《MUMEI》

ボクの名前は「加東陸(カトウ リク)」。ここ岡根(オカネ)市にある、岡根第一高校に通う、高校2年生。みんなからは「陸」って呼ばれてる。

ボクの住んでいるこの岡根市、実はけっこうな田舎で、市内に駅が2つしかないうえに1時間に1本しか電車が通らないため、だいたい普通は自転車で学校に向かう人が多い。

…それは普通じゃないかって?いやいや、ボクはまだ家から歩いて15分のところに学校があるから楽だけどさ、友達の中には1時間以上かけて学校まで来るヤツまでいるんだよ?大変だよねー…。

まぁそんなこと関係ないボクは、ただでさえ近いうえに、我が家の魔王から逃げるために、いつもより10分も早く家から出てきたために、ぶらぶらとカバンを振り回しながら意気揚々と学校までの道のりを歩いていた。






「結局なんだったんだろうなぁー…あの変な夢。」
そんなことを考えながら歩いていたら…

ヒュン…ドカッ!「ぐえっ!」

あ、ヤベ、カバンすっぽ抜けた。ってか今なんか聞こえたような…?





「いってぇなぁ…何すんのかなぁ〜?りっくちゃぁ〜ん?」

うわぁ…ニコニコしながら額に青筋浮かべてる。どうやらボクは2人目の魔王を産み出してしまったらしい。
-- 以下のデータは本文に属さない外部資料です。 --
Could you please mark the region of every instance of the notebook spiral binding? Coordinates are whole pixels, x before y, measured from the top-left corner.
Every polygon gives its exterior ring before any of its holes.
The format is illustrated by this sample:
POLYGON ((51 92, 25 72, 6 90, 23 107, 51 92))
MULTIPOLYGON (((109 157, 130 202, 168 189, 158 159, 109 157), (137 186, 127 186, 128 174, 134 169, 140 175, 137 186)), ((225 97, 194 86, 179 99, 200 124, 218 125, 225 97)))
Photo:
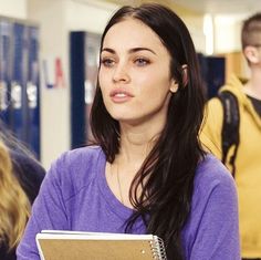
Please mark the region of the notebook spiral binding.
POLYGON ((167 254, 161 238, 154 236, 154 240, 150 241, 150 247, 153 251, 153 259, 167 260, 167 254))

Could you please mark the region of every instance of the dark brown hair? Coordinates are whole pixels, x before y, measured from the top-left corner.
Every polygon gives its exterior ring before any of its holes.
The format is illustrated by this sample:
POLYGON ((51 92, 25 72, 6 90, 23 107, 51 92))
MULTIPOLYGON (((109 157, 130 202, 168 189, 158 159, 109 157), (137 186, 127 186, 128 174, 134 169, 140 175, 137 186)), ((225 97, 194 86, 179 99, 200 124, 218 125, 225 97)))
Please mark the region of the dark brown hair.
MULTIPOLYGON (((129 18, 142 21, 159 37, 170 54, 170 74, 179 90, 170 98, 161 135, 132 183, 129 199, 135 210, 127 220, 126 232, 142 218, 148 233, 164 239, 168 259, 180 260, 184 259, 181 230, 190 214, 195 173, 205 155, 198 138, 205 98, 197 54, 181 19, 170 9, 152 3, 121 8, 108 21, 101 48, 107 31, 129 18), (186 84, 184 64, 188 66, 186 84), (140 184, 143 191, 138 196, 140 184)), ((98 83, 91 126, 96 143, 112 163, 119 150, 119 125, 106 111, 98 83)))

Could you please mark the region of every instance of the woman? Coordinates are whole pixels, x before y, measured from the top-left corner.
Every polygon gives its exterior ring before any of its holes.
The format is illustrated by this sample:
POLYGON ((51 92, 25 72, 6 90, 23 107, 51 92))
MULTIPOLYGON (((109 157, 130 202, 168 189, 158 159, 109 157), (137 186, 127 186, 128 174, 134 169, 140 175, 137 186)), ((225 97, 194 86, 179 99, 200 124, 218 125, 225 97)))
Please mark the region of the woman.
POLYGON ((3 132, 0 123, 0 259, 14 260, 44 169, 3 132))
POLYGON ((168 259, 239 259, 233 180, 198 141, 203 104, 184 22, 159 4, 121 8, 102 37, 97 146, 53 164, 18 259, 39 259, 42 229, 154 233, 168 259))

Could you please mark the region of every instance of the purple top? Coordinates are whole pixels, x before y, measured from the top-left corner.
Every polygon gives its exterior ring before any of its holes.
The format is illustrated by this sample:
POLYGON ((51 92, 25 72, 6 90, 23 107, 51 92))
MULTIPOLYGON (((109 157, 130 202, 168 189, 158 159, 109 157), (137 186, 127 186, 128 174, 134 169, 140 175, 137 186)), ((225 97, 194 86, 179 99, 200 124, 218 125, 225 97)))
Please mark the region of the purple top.
MULTIPOLYGON (((100 147, 63 154, 48 173, 33 205, 18 260, 39 260, 35 235, 43 229, 124 232, 132 209, 117 200, 105 178, 100 147)), ((146 233, 142 221, 134 233, 146 233)), ((182 230, 186 260, 239 260, 238 201, 231 175, 208 155, 195 178, 191 214, 182 230)))

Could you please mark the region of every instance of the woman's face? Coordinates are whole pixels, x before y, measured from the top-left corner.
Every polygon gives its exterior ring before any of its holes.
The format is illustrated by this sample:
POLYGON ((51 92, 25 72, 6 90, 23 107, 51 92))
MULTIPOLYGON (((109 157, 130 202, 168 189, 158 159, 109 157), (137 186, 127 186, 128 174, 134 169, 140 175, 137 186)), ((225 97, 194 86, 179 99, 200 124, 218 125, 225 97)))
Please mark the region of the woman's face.
POLYGON ((98 73, 112 117, 163 126, 171 92, 177 91, 169 67, 170 55, 149 27, 130 18, 113 25, 104 38, 98 73))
「ゴ、ゴメン空(ソラ)くん!カバンが手からすっぽ抜けちゃって…ホ、ホントにゴメン!許してぇ…」

「てかまずさ、カバン振り回しながら歩くことが間違ってるよな?」

いやホントにおっしゃるとおりでございます…。
「ホントにすいませんでした謝りますなんでもするから許してください一生のお願いですか「うるせぇ!仕返しじゃ!」…ぐえっ」

…い、痛い。ものすごい勢いで殴られてしまった。なんでボクだけこんな目に?ボクなんにも悪いことしてな…いや、振り回したカバンぶつけたわ。
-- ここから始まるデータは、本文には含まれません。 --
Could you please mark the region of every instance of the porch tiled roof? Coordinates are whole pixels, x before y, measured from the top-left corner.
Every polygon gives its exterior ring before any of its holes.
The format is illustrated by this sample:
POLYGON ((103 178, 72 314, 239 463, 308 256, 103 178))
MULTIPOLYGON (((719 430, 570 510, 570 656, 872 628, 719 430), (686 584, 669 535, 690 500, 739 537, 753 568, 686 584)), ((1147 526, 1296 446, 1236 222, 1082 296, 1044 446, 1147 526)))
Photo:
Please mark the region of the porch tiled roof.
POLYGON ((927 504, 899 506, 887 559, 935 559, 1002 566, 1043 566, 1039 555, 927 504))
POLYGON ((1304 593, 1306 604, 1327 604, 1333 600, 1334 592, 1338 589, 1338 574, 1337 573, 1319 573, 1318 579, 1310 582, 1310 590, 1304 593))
「とまぁ…この辺にして、おはよー陸!今日ちょっと早いんじゃねぇの?」

「お、おはよう空くん…いや、お母さんに早く行けって怒られちゃってさ。」




カバンぶつけたとはいえものすごい勢いでボクを殴って、まんがみたいなたんこぶをボクの頭に作ったことを知らんぷりしつつあいさつしてきたこの男は、ボクの親友の一人、「須藤空(ストウ ソラ)」。生まれた時から一緒で、小中高と奇跡的にクラスがずっと一緒っていうかけがえのない友達の一人。そして自慢の友達だ。